The Spiritual Preparation of Edrehasivar VII

by Island_of_Reil



Series: The Continuing Education of Edrehasivar VII [2]
Category: The Goblin Emperor - Katherine Addison
Genre: Anal Beads, Crack, Implied/Referenced Enemas, Improper Use of a Chalice, Improper Use of a Rosary, M/M, Orgasm Delay, Religion Kink
Language: English
Status: Completed
Published: 2019-05-18
Updated: 2019-05-18
Packaged: 2020-03-02 04:54:45
Rating: Explicit
Warnings: No Archive Warnings Apply
Chapters: 1
Words: 1,182
Publisher: archiveofourown.org
Story URL: https://archiveofourown.org/works/18804121
Author URL: https://archiveofourown.org/users/Island_of_Reil/pseuds/Island_of_Reil
Summary: “Cstheio Caireizhasan …” Maia gasped so loudly it echoed off the ancient stone walls. “… see me,” he finished weakly, gulping air.“Take your time, Serenity.” The small, warm palm of Thara Celehar’s left hand smoothed over the knobs of Maia’s spine as his right hand continued to pull the string of unusually large and ornately carved prayer beads, one by one, out of Maia’s body. “As you must do with your bride.”

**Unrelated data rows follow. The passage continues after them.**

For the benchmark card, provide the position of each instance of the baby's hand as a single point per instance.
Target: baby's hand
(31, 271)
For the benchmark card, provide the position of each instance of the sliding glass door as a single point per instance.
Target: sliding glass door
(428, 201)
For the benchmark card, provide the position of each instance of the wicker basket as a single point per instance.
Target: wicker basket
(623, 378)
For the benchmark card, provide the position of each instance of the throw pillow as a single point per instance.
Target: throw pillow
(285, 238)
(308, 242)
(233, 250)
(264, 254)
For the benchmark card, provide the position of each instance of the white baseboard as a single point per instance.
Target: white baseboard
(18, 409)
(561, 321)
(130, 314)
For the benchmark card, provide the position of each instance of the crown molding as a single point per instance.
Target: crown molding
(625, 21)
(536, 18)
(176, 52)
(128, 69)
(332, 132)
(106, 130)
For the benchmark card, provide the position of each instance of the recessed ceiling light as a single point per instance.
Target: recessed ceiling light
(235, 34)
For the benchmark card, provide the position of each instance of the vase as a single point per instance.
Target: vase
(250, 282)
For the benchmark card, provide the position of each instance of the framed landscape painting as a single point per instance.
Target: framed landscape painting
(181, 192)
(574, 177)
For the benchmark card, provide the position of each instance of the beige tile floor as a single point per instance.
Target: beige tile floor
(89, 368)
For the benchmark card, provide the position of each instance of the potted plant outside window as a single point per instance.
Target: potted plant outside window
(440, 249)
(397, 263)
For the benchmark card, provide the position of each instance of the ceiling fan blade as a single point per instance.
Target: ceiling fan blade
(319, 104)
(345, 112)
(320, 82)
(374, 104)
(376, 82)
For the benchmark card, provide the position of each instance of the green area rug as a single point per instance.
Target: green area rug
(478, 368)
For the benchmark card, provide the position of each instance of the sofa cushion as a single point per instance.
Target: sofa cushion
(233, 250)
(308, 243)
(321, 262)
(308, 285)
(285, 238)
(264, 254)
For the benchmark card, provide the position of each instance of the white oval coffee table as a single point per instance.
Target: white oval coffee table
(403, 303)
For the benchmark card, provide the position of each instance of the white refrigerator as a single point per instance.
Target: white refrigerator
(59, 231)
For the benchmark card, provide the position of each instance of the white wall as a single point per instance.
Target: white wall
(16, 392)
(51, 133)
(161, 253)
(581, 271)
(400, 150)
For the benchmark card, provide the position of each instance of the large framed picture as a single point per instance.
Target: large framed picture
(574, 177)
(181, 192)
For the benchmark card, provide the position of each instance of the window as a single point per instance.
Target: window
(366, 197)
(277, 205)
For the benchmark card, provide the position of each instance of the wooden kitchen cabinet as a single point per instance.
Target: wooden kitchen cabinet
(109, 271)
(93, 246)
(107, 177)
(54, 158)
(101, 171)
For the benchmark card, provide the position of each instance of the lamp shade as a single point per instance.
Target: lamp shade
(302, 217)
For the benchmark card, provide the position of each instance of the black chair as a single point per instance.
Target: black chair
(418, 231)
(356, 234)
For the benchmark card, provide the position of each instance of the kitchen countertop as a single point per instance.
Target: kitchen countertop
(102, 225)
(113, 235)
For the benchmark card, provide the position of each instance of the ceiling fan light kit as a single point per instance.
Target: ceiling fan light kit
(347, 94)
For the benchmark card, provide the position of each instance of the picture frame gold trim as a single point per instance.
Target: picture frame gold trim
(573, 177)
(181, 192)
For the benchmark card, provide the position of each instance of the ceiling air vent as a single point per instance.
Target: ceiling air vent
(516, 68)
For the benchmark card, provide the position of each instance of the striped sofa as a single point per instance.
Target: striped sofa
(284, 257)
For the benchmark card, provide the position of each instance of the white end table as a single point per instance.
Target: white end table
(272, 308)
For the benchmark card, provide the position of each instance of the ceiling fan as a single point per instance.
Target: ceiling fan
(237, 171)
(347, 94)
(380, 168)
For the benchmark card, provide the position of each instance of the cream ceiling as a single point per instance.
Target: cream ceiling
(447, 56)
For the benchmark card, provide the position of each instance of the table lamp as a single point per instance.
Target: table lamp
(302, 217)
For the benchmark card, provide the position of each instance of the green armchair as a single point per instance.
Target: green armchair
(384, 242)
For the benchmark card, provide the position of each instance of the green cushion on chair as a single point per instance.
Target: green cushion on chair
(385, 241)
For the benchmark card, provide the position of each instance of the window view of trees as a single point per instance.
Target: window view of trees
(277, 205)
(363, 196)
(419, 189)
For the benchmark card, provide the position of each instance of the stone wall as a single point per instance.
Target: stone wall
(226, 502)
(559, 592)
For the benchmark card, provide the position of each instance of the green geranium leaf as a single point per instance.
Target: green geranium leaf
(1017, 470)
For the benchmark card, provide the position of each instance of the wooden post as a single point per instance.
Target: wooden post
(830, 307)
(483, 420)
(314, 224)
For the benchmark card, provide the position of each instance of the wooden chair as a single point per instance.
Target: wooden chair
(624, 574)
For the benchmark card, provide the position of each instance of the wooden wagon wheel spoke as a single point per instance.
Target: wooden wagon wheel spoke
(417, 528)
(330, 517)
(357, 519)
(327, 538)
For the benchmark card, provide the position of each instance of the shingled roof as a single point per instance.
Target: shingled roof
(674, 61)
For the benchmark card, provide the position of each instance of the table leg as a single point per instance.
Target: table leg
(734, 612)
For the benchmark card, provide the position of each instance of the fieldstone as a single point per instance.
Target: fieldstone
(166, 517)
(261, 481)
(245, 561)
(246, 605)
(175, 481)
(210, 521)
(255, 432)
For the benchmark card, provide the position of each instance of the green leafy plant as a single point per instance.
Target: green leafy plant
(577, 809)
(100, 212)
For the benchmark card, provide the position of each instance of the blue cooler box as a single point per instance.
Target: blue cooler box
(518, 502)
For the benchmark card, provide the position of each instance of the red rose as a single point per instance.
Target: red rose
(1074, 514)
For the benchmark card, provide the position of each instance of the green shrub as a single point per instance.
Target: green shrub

	The Spiritual Preparation of Edrehasivar VII

“Cstheio Caireizhasan …” Maia gasped so loudly it echoed off the ancient stone walls. “… see me,” he finished weakly, gulping air.

“Take your time, Serenity.” The small, warm palm of Thara Celehar’s left hand smoothed over the knobs of Maia’s spine as his right hand continued to pull the string of unusually large and ornately carved prayer beads, one by one, out of Maia’s body. “As you must do with your bride.”

Maia wished he could simply nod his assent, but, doubled over the prayer bench as he was and with Mer Celehar kneeling behind him, the gesture would go unseen. He managed to croak, “Yes, Mer Celehar,” then resumed his mantra: “Cstheio Caireizhasan — _ah!_ — hear me.”

In sooth, he still could not believe this … exercise was … a thing, for want of a better word. But the Archprelate — who now stood but a few yards away in full robes and mask, murmuring prayers to Orshan under his breath as he oversaw Mer Celehar’s ministrations — had shown Maia the ancient holy scrolls depicting an emperor undergoing this ritual at the hands of a prelate, under the appraising eye of an archprelate. The illumination with its rich, saturated inks, the emperor’s gleaming bare skin in stark contrast to the clerics’ full vestments, had set Maia’s face aflame. “This spiritual preparation, Serenity,” the Archprelate had said in earnest, “will lead to bliss in your marriage-bed. A blissful empress is a fertile empress who will conceive and bear healthy heirs to the throne.”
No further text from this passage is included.